Para Paulo Henrique Fraccaro, CEO da ABIMO – Associação Brasileira da Indústria de Dispositivos Médicos, é preciso ressaltar que o não reajuste da Tabela SUS prejudica a saúde como um todo: desde a compra dos insumos necessários para que o sistema consiga atender o público que é dependente do atendimento do SUS até o investimento em tecnologias e a qualidade dos serviços prestados. “Vale lembrar, inclusive, que o SUS é o maior comprador de dispositivos médicos do país”, diz.

Fraccaro ainda comenta que, a atualização da Tabela SUS garante a manutenção dos parques tecnológicos e a sustentabilidade da indústria brasileira. “Com isso, essas fabricantes conseguirão dar vazão às demandas internas por dispositivos médicos. Para os cidadãos, permite um atendimento de maior qualidade aos cerca de 165 milhões que dependem exclusivamente da assistência pública”.

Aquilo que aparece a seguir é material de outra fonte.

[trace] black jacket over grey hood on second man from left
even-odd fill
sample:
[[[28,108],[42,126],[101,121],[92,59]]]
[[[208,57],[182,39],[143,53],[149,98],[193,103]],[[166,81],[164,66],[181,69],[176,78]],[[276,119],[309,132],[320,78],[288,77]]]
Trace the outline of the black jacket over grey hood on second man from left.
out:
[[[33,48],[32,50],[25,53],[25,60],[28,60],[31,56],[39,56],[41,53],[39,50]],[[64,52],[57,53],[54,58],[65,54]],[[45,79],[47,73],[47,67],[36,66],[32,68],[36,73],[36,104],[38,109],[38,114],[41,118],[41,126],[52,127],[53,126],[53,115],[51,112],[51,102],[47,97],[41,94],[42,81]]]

Na outra ponta, os fabricantes sofrem de um estrangulamento que dificulta o investimento em produtos inovadores. Vale lembrar que a maior parte das indústrias que fornece dispositivos médicos para o SUS são pequenas e médias e geram empregos no Brasil, mas não têm poder de negociação com o Ministério da Saúde/SUS. Com o congelamento dos preços, além de não conseguirem atualizar a ofertas de produtos, estão ameaçadas de acabar, assim como os empregos que geram no País.